Day 4: May the ML columns be with you

Welcome to class!

Announcements

Gratitude Journal

Getting the data ready for machine learning.

What are machine learning algorithms expecting to see?

We need to handle missing values and categorical features before feeding the data into a machine learning algorithm, because the mathematics underlying most machine learning models assumes that the data is numerical and contains no missing values. To reinforce this requirement, scikit-learn will return an error if you try to train a model using data that contain missing values or non-numeric values when working with models like linear regression and logistic regression. ref

We have some options when converting categorical features (columns) to numeric.

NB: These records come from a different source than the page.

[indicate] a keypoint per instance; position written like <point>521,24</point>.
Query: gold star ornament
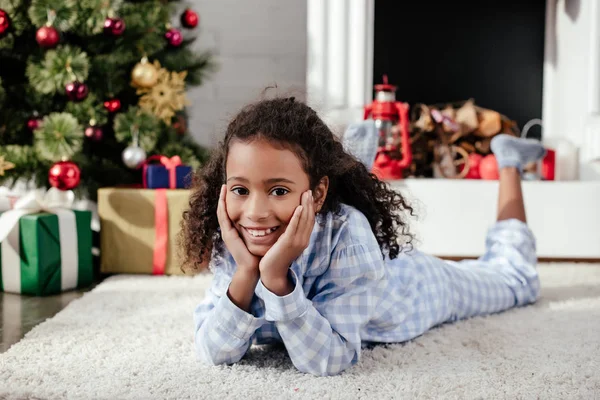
<point>165,97</point>
<point>5,165</point>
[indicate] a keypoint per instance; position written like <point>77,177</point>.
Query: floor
<point>19,314</point>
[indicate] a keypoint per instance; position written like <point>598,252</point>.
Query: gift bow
<point>169,163</point>
<point>53,201</point>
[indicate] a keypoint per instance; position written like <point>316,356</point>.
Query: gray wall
<point>258,43</point>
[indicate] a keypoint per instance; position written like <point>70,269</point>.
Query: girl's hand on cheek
<point>236,246</point>
<point>276,262</point>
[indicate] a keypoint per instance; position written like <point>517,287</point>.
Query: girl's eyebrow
<point>278,180</point>
<point>267,181</point>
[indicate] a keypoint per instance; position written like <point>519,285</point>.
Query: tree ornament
<point>93,132</point>
<point>47,37</point>
<point>5,165</point>
<point>76,91</point>
<point>4,22</point>
<point>112,105</point>
<point>166,97</point>
<point>144,74</point>
<point>189,19</point>
<point>114,26</point>
<point>64,175</point>
<point>174,37</point>
<point>134,156</point>
<point>33,123</point>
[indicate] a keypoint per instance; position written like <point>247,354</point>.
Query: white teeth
<point>255,232</point>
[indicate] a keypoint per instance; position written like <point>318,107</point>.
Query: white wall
<point>571,98</point>
<point>258,43</point>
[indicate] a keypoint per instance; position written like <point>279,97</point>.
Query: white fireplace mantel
<point>564,216</point>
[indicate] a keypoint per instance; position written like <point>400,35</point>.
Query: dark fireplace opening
<point>444,51</point>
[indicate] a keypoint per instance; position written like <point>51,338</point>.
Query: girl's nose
<point>257,208</point>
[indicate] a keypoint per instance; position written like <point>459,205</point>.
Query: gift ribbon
<point>161,225</point>
<point>169,163</point>
<point>53,201</point>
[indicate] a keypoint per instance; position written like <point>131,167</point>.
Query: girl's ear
<point>320,193</point>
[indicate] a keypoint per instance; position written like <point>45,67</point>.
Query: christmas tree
<point>90,88</point>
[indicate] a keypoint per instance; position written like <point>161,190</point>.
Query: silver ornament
<point>133,156</point>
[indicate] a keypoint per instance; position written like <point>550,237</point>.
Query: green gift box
<point>41,265</point>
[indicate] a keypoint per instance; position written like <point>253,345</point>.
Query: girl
<point>307,246</point>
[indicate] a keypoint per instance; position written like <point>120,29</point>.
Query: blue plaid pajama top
<point>346,295</point>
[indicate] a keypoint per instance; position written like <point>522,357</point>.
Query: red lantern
<point>64,175</point>
<point>488,168</point>
<point>474,162</point>
<point>387,113</point>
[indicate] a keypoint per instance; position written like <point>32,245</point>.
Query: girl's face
<point>264,187</point>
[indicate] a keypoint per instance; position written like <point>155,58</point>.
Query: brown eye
<point>240,191</point>
<point>280,191</point>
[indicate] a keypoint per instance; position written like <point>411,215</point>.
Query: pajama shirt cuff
<point>234,320</point>
<point>284,308</point>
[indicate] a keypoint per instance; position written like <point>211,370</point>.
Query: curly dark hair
<point>293,125</point>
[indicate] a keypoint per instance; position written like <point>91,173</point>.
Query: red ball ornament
<point>64,175</point>
<point>114,26</point>
<point>112,105</point>
<point>174,37</point>
<point>94,133</point>
<point>76,91</point>
<point>4,22</point>
<point>34,123</point>
<point>488,168</point>
<point>47,37</point>
<point>189,19</point>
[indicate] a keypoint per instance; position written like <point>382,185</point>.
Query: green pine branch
<point>135,120</point>
<point>64,13</point>
<point>59,67</point>
<point>60,136</point>
<point>33,79</point>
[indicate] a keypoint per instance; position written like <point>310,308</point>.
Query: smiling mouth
<point>259,233</point>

If the category contains numeric information (like a range of numbers) we can convert it to a numeric variable by taking the minimum, average, or maximum of the range.
If the category is an “ordinal” variable (meaning, there is an order to the categories) we can assign each category to an integer. (For example, good = 1, better = 2, best = 3.)
If the category is a “nominal” variable (without an order) then we need to use one-hot encoding (sometimes called “dummy variable encoding").
If the category is some version of True/False or Yes/No then we can simply convert the values to zeros and ones.

What’s our game plan for the Star Wars columns?

First: Limit the data to only people who answered “Yes” to the question “Have you seen any of the 6 films in the Star Wars franchise?”.

Then: Use the table below as a guide to prepare your data for machine learning.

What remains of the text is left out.